Wildflowers in the median
Grass is growing fast in public spaces. Some cities are going "No Mow." Could it work here?
Heavy rains are turning public grass into a small jungle, leaving mowing crews scrambling and residents calling the city-parish to complain.
Some cities are trying another approach: mowing less and replacing turf with native plants and pollinator gardens. Baton Rouge would need to experiment before planting them widely, but the idea deserves a test.
Why it matters: Grass is the easy default for medians and other public spaces. But mowing costs money, burns fuel and creates emissions.
Pollinator gardens can also be far prettier. In the Garden District, public corners have been transformed into small habitats where bees, butterflies and other insects can eat.

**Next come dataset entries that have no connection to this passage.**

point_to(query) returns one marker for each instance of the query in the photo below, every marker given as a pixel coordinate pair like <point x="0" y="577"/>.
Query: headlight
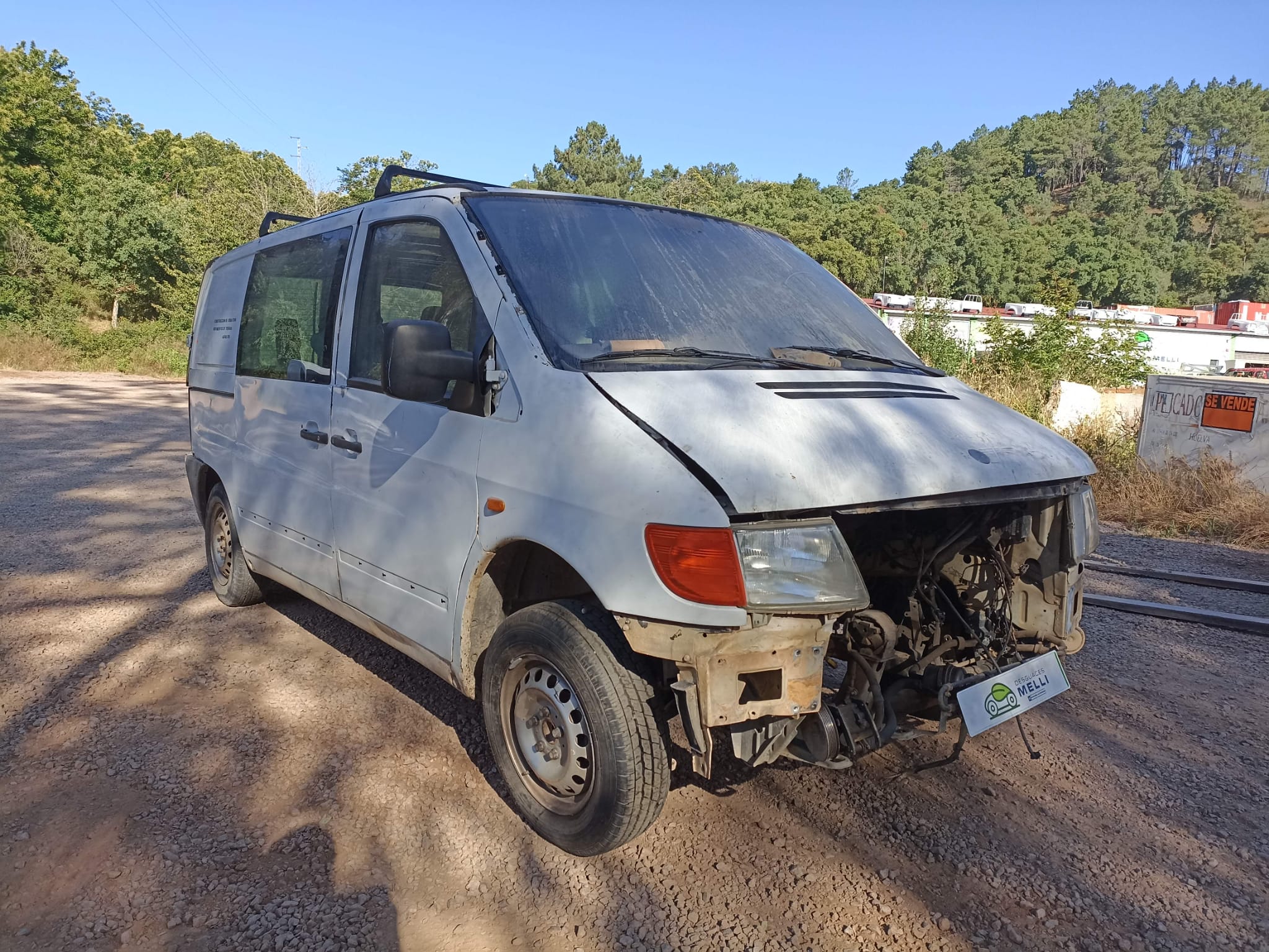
<point x="1082" y="531"/>
<point x="799" y="567"/>
<point x="804" y="565"/>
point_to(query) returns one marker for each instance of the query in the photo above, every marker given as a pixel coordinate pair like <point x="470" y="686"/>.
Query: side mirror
<point x="418" y="364"/>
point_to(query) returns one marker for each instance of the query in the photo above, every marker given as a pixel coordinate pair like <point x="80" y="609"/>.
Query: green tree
<point x="592" y="163"/>
<point x="357" y="179"/>
<point x="126" y="240"/>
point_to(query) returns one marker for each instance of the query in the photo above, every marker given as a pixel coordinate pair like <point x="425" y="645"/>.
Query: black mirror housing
<point x="419" y="364"/>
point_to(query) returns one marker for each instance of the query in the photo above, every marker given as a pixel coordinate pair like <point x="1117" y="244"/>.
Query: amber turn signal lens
<point x="700" y="565"/>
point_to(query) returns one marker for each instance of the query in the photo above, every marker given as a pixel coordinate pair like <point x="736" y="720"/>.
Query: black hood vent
<point x="853" y="390"/>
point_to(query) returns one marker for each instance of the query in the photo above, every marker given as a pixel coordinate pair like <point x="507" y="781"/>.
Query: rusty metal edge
<point x="1214" y="582"/>
<point x="1248" y="624"/>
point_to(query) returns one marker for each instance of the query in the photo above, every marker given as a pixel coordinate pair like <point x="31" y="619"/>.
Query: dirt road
<point x="177" y="775"/>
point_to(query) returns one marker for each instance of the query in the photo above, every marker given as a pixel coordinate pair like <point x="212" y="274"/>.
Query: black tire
<point x="231" y="580"/>
<point x="623" y="759"/>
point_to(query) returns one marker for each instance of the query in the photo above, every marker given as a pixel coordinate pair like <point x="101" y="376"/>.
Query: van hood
<point x="781" y="441"/>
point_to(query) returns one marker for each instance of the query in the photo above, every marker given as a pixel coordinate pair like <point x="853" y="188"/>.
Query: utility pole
<point x="299" y="150"/>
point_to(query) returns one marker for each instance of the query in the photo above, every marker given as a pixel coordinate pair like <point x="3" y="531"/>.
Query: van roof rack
<point x="384" y="186"/>
<point x="270" y="217"/>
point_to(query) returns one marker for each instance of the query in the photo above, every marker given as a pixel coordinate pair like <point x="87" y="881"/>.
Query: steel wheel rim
<point x="220" y="546"/>
<point x="547" y="734"/>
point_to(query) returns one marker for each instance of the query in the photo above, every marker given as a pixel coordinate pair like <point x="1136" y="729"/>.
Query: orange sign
<point x="1229" y="412"/>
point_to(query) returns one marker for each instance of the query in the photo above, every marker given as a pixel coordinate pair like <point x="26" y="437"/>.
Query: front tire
<point x="571" y="725"/>
<point x="226" y="565"/>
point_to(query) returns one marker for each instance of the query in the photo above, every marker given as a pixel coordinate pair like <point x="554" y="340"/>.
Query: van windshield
<point x="605" y="278"/>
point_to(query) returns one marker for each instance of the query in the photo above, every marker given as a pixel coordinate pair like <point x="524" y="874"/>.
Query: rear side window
<point x="410" y="272"/>
<point x="288" y="318"/>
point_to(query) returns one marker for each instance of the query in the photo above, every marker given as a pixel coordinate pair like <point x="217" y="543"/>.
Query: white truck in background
<point x="1028" y="310"/>
<point x="966" y="304"/>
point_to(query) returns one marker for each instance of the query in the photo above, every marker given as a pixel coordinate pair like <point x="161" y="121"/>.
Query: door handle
<point x="349" y="443"/>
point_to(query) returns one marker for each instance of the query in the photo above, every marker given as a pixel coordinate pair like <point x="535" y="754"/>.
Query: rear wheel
<point x="232" y="582"/>
<point x="571" y="725"/>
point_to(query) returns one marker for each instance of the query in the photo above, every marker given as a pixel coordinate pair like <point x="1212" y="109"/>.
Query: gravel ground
<point x="180" y="776"/>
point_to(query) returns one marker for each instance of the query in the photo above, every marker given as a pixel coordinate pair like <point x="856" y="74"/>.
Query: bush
<point x="154" y="348"/>
<point x="929" y="333"/>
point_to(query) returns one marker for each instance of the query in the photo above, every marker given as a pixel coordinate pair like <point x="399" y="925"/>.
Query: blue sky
<point x="486" y="89"/>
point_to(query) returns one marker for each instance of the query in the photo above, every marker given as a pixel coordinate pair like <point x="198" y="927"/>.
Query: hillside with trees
<point x="1156" y="196"/>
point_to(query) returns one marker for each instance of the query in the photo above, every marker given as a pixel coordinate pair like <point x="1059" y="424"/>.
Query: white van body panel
<point x="405" y="507"/>
<point x="584" y="480"/>
<point x="777" y="443"/>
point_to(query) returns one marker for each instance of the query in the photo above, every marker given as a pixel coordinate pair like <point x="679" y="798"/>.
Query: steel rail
<point x="1248" y="624"/>
<point x="1214" y="582"/>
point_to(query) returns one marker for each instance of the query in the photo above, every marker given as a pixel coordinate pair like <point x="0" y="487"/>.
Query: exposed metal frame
<point x="1247" y="624"/>
<point x="384" y="187"/>
<point x="270" y="217"/>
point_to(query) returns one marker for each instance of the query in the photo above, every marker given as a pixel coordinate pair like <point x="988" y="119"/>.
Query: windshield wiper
<point x="847" y="353"/>
<point x="721" y="358"/>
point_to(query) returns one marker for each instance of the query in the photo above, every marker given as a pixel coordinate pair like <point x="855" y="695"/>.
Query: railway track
<point x="1247" y="624"/>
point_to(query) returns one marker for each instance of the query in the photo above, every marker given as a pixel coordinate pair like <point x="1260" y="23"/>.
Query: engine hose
<point x="874" y="682"/>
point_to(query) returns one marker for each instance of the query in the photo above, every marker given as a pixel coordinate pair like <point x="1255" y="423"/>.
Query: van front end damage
<point x="960" y="590"/>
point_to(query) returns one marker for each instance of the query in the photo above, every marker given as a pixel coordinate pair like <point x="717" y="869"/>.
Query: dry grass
<point x="1019" y="390"/>
<point x="1211" y="500"/>
<point x="32" y="352"/>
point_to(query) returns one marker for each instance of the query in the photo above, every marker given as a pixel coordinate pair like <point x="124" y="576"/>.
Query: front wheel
<point x="232" y="582"/>
<point x="573" y="729"/>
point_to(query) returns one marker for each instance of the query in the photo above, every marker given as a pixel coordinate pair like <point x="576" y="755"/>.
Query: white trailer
<point x="1183" y="418"/>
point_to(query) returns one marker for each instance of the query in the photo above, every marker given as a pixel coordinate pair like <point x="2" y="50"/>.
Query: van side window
<point x="288" y="318"/>
<point x="410" y="272"/>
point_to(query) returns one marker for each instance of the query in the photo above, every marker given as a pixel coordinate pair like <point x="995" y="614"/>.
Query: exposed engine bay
<point x="959" y="595"/>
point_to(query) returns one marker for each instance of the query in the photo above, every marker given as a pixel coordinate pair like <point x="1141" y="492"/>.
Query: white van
<point x="599" y="465"/>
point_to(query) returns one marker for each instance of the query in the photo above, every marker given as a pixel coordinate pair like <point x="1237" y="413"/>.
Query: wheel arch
<point x="519" y="573"/>
<point x="202" y="480"/>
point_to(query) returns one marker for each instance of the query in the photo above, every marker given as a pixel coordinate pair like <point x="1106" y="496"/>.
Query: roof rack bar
<point x="385" y="185"/>
<point x="270" y="217"/>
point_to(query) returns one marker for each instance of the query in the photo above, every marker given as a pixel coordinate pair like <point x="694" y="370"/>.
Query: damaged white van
<point x="599" y="465"/>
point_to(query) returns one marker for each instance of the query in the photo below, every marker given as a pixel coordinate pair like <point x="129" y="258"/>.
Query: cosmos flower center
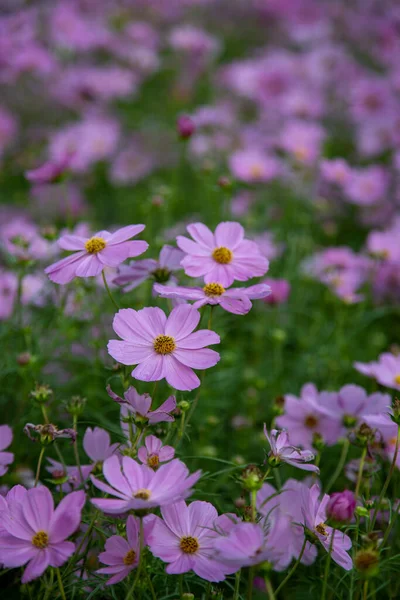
<point x="153" y="461"/>
<point x="189" y="545"/>
<point x="40" y="540"/>
<point x="95" y="245"/>
<point x="321" y="529"/>
<point x="164" y="344"/>
<point x="129" y="558"/>
<point x="222" y="255"/>
<point x="213" y="289"/>
<point x="142" y="494"/>
<point x="310" y="421"/>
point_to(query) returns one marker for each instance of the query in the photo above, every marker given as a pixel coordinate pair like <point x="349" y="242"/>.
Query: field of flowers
<point x="199" y="299"/>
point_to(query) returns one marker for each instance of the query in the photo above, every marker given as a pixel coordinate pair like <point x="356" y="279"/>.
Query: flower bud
<point x="341" y="506"/>
<point x="185" y="126"/>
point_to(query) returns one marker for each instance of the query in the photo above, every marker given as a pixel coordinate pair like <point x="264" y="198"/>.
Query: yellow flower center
<point x="222" y="255"/>
<point x="129" y="558"/>
<point x="153" y="461"/>
<point x="142" y="494"/>
<point x="40" y="540"/>
<point x="189" y="545"/>
<point x="213" y="289"/>
<point x="321" y="529"/>
<point x="95" y="245"/>
<point x="310" y="421"/>
<point x="164" y="344"/>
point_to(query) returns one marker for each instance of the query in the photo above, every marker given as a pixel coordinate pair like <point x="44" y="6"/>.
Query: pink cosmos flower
<point x="280" y="290"/>
<point x="37" y="533"/>
<point x="164" y="347"/>
<point x="6" y="458"/>
<point x="306" y="416"/>
<point x="122" y="555"/>
<point x="386" y="370"/>
<point x="138" y="486"/>
<point x="223" y="256"/>
<point x="161" y="270"/>
<point x="254" y="166"/>
<point x="153" y="452"/>
<point x="185" y="538"/>
<point x="91" y="255"/>
<point x="283" y="451"/>
<point x="140" y="405"/>
<point x="96" y="443"/>
<point x="314" y="517"/>
<point x="234" y="300"/>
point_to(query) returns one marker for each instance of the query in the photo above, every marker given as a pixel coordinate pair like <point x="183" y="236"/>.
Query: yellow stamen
<point x="189" y="545"/>
<point x="164" y="344"/>
<point x="222" y="255"/>
<point x="95" y="245"/>
<point x="40" y="540"/>
<point x="213" y="289"/>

The details: Columbia, Missouri, began converting about 26 acres of roadsides and medians from mowed turf into native prairie in 2020.
The effort grew from a 2019 pilot project that created “No Mow Zones” along selected roads.
Columbia estimates the program saves the city as much as $280,000 a year.
The Baton Rouge angle: Plants grow with unusual enthusiasm in south Louisiana, which could make pollinator gardens harder to manage here, says Sage Roberts Foley, executive director of Baton Rouge Green.
But harder does not mean impossible.
“It would seem harder here, but that is not a reason not to try,” Foley says. “In Louisiana, we would have to find our own way.”
The catch: Native gardens can look unruly while the plants are becoming established. Some residents will see a future habitat. Others will see weeds and file a 311 complaint.
Columbia anticipated that problem and paired its program with public education. Baton Rouge would have to do the same.
Bottom line: The parish does not need to surrender every median to the bees. But a few carefully chosen experiments could reveal whether less mowing would save money, reduce emissions and make Baton Rouge a little more beautiful.